I wondered if any passersby watched us stare at each other for long seconds and then burst into laughter.  Given that this was Whateley Academy, something like that probably happened regularly.  How many groups had a Psi or Wizard who could orchestrate mental communication?  Probably over a dozen.  Not that I had ever seen S.T.A.R. League Jr. using their mental comms for lunch chats.

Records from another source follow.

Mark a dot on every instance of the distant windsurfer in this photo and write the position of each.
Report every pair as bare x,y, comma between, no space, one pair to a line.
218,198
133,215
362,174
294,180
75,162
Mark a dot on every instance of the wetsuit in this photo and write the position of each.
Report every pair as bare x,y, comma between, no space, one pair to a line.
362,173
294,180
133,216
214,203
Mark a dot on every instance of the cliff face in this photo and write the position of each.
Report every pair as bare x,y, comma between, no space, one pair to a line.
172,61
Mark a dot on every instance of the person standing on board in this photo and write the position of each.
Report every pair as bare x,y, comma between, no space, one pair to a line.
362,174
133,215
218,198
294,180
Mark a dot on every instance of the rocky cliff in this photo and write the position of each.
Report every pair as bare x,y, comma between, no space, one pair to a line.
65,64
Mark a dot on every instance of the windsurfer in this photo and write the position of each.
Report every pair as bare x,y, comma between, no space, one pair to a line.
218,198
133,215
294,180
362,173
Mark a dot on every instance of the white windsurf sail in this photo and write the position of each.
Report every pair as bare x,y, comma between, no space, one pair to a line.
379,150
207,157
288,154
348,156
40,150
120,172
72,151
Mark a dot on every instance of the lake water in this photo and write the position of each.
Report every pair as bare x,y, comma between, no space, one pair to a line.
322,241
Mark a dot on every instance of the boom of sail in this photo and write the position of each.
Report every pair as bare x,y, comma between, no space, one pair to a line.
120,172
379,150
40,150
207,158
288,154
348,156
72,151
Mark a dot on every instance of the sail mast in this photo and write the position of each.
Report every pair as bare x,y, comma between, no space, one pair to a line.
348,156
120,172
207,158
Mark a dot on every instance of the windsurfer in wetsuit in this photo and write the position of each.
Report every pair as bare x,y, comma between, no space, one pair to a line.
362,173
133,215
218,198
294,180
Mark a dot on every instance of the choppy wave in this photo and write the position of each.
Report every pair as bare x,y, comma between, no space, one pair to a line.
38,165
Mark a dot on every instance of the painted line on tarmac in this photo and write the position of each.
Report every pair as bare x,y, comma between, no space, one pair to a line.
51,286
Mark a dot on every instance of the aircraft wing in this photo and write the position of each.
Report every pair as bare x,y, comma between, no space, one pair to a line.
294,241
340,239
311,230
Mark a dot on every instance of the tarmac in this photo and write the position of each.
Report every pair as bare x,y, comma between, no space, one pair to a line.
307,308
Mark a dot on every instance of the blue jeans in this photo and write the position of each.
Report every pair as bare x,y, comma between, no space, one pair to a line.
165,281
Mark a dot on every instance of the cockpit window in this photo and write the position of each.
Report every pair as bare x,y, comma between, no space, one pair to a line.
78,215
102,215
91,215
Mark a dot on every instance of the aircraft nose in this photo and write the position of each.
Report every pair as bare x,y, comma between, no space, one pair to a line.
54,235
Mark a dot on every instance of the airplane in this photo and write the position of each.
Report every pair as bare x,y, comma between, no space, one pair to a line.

Aikido was more of the same.  I ended up rushing through a quick clothes change and just making it to the mat with about five seconds to spare.  I paid attention to the Drow junto too.  It appeared from what I could hear that Jobe was paying some martial arts expert to whip Bova and Belphoebe into shape in order to meet Ito’s ‘two weeks’ deadline.  Apparently, it didn’t matter how seriously they got pummeled by their instructor, because their regen healed it all up in no time.  On the other hand, Belphoebe was fussing about it to Bova, who was really enjoying being able to do something fun and athletic with her body, for the first time in ages.

I wasn’t thrilled with Jobe’s little drowing project, but I was completely sympathetic to Bova’s situation.  I knew exactly how it felt to have a fucked-up body that you hated.  Plus, Bova seemed nice.  I wondered if Jobe had considered the possible consequences of having nice, well-adjusted, polite people in his collective, particularly if said nice people had empathic abilities.

Sparring was fun.  Redlight wanted to spar with powers and no holdouts.  That went fairly well.  He knew he couldn’t nail me with his mental paralysis attack unless I was distracted, so he concentrated on his PK attacks.  So I went heavy and parried his attacks.  He went for the PK superboy bit first.  He was roughly as strong as I was, possibly slightly less, and I had the edge on quickness, so I was able to get him in an armlock and toss him out of the sparring circle.  I just had to remember to hang onto his wrist when I threw him to the mat, or he would have flown up into the air and avoided giving me a point.  After that, he tried the remote PK power, but he couldn’t lift me when I was fully heavy.  So he tried switching back and forth between PK and the paralysis attack.  That required more concentration on my part, but I managed to toss him out of the sparring circle one time when he was switching from PK to Esper and couldn’t switch to PK superboy fast enough to fly back into the circle.  Unlike some people, he gave me a ‘thumbs up’ and a smile on our way back to the edge of the mat.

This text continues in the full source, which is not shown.